The Aboriginal Nurses Association of Canada (ANAC), for whom Goodtrack is the Director of Education, Treasurer, and Secretary, was initially formed by two nurses: Jocelyn Bruyere and Jean Goodwill. These two pioneering healthcare workers strived to identify and contact other nurses of Aboriginal descent in 1973, with the intention of pooling the skills and cultural heritages of Aboriginal nurses to improve the appalling health conditions faced on the First Nations reserves of Canada.
Goodtrack says she was lucky to be supported in her bid to attend university. “The community I was from was slowly dying away because people were moving on, like going into the city and the birthrate was really low,” she explains. “My mom and dad knew that there would be no real economic development in our area so they really pushed me to pursue my post-secondary education and finish my schooling. They wanted us to be self-sufficient.”
There are extreme health disparities between the First Nations, Inuit, and Métis peoples, and the general Canadian population. Among Aboriginal peoples, there are high rates of mental illness, alcoholism, fetal alcohol syndrome, domestic violence, diabetes, tuberculosis, sexually transmitted diseases, obesity, and hypertension. Relative to the general Canadian population, the life expectancy of Aboriginal peoples is 7.4 and 5.2 years shorter for males and females, respectively.
Suicide rates are five to seven times higher for Aboriginal youth than the national average, and suicide is also one of the greatest causes of injury-related deaths. Infectious diseases impact Aboriginal peoples at rates two to seven times higher, depending on the disease, than the overall Canadian population. Extensive research has been conducted into the intergenerational effects of trauma endured by the First Nations of Canada, but no consensus has been drawn, other than the obvious: the poor health of Canadian Aboriginal peoples is a complicated interplay of multiple factors.
Canada has the second largest proportion of indigenous peoples of any country in the world, with over 1 million people, representing almost 4% of the Canadian population. There are over 600 distinctive First Nations communities, each with their own culture, language, arts, and music. Almost half of the Aboriginal peoples are distributed in major centers, living amongst the general population of Canada, while others live in rural communities and on reserves.
A partnership between the Association of Faculties of Medicine of Canada and the Indigenous Physicians Association of Canada through a broad consultation process has produced the set of First Nations, Inuit, and Métis Health Core Competencies meant to combat healthcare issues in Aboriginal communities. Barbie Shore, a project manager on this initiative with the Association of Faculties of Medicine of Canada explains that the purpose of this framework for undergraduate medical education is to ensure all the physicians are well-trained.

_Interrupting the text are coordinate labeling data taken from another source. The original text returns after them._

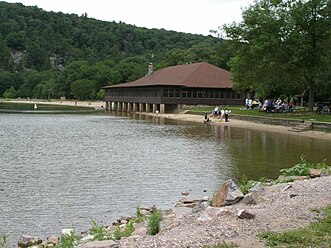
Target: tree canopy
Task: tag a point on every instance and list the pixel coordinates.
(43, 53)
(283, 47)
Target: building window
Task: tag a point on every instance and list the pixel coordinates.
(194, 94)
(176, 92)
(200, 94)
(165, 93)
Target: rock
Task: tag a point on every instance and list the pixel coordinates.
(229, 193)
(284, 179)
(100, 244)
(188, 202)
(53, 240)
(257, 188)
(315, 172)
(67, 231)
(27, 241)
(245, 214)
(250, 198)
(200, 207)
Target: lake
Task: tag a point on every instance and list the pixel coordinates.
(65, 170)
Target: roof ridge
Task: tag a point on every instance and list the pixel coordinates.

“They must be able to provide culturally safe care with indigenous patients, their families, and communities,” says Shore. There are seven core competencies with associated enabling objectives. “The competencies are what you are teaching to. For example, to describe what culturally safe care is for First Nations, Inuit, and Métis peoples, the students have to have had some experience or training in order for them to be able to do that.”
To facilitate the implementation of this curriculum, there is a working group with representatives and educators from each of the schools, as well as the community partners who are working with them. “At the national level they look at how to implement those competencies and again there is very good work at quite a number of schools,” explains Shore. “Others are just getting started.”